The way our brain is wired means that music holds sway over our feelings perhaps more than any other emotional appeal – more than a great speech, a stirring painting, even a book that purports to prove the existence of the divine. Is music and the neuroscience behind it responsible for the emotions that make us feel transcendental, deeply peaceful, even spiritual? If so, does that somehow cheapen these religious experiences?

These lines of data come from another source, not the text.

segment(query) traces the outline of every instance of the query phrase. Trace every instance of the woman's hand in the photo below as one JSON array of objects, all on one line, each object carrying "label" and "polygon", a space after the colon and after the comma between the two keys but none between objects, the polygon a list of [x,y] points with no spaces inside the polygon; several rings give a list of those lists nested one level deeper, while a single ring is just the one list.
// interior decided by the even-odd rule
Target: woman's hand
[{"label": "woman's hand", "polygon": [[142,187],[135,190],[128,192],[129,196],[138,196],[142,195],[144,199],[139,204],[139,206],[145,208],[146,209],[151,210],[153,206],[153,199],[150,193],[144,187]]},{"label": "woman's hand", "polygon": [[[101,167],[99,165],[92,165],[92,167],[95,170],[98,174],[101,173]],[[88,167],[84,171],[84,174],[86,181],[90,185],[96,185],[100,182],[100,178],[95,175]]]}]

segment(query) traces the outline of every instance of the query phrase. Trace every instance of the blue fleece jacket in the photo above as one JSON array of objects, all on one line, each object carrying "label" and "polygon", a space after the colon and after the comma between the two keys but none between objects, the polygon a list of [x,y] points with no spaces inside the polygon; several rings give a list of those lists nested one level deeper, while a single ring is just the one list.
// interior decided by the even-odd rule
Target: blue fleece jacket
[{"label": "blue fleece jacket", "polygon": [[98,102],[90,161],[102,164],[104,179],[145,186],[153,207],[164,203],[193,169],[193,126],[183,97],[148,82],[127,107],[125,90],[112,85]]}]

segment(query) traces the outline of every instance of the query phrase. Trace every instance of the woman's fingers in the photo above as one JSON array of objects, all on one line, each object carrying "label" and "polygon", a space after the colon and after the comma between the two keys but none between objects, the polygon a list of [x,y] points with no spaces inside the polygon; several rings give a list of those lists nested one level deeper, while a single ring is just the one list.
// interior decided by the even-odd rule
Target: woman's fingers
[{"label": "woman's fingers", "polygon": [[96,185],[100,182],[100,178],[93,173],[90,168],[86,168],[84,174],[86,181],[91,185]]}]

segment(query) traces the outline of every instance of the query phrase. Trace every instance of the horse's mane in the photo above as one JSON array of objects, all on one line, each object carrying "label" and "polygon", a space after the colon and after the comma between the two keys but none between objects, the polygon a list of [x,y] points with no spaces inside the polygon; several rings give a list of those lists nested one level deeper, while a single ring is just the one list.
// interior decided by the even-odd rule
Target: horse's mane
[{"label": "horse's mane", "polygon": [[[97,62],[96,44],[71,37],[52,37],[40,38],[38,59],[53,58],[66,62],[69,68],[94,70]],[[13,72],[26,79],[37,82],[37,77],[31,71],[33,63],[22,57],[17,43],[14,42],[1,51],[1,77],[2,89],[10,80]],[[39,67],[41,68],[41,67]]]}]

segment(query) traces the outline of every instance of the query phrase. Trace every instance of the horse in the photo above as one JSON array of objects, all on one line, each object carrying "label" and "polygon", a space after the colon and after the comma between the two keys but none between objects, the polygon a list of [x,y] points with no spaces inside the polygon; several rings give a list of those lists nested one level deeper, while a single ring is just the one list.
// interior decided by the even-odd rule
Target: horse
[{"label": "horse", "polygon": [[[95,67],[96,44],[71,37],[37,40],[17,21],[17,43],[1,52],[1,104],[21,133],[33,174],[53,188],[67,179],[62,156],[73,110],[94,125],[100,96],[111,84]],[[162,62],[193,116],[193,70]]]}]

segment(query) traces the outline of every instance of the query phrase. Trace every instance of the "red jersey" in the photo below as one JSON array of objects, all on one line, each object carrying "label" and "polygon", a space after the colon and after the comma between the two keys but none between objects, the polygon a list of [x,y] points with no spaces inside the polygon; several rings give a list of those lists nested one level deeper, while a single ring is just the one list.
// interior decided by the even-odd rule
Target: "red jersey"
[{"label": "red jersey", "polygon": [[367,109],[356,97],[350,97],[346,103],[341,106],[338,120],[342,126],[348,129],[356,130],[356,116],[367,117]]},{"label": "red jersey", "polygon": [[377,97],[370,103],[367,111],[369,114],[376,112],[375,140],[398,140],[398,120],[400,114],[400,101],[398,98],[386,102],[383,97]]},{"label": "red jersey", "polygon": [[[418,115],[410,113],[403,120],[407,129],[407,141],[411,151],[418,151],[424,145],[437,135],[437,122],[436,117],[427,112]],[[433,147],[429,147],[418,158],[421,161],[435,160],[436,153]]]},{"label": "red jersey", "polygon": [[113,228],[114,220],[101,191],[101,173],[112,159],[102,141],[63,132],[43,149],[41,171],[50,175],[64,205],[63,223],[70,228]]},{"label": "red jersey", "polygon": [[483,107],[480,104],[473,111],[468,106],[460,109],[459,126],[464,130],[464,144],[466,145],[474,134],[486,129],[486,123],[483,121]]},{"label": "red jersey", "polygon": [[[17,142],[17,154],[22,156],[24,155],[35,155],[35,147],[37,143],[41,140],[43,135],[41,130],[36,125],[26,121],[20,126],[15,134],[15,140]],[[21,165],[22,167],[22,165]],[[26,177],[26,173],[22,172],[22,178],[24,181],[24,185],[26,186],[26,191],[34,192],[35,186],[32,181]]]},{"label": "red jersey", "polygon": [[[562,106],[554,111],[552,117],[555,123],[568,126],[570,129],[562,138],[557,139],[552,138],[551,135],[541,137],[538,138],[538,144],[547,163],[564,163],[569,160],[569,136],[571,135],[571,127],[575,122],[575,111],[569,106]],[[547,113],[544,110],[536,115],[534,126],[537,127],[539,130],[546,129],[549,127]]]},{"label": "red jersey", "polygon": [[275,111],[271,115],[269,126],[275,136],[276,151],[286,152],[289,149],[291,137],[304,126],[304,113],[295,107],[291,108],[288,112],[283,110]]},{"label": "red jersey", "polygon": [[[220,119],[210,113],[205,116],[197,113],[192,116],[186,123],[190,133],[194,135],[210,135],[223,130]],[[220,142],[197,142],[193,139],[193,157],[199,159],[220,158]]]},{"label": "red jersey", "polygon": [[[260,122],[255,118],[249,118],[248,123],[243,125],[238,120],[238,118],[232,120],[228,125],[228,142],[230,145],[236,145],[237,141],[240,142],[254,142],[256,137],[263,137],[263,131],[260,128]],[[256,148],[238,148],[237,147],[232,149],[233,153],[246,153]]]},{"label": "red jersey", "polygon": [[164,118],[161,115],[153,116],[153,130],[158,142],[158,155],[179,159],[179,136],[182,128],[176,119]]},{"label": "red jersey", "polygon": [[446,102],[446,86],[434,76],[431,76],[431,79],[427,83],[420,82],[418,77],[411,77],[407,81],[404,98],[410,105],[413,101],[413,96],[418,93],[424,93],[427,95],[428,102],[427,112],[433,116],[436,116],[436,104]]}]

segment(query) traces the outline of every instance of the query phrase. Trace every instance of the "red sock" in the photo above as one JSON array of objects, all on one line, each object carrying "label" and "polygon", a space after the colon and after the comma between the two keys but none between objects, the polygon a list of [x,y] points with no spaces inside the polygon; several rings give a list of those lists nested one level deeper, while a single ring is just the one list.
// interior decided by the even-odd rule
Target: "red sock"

Well, that depends on your definition of religious belief. Must everything come directly from the divine, or can religious belief actually be predicated not on a god, but instead on human emotions?
As Spufford concludes, “It is still a mistake to suppose that it is assent to the propositions that makes you a believer. It is the feelings that are primary. I assent to the ideas because I have the feelings; I don’t have the feelings because I’ve assented to the ideas.”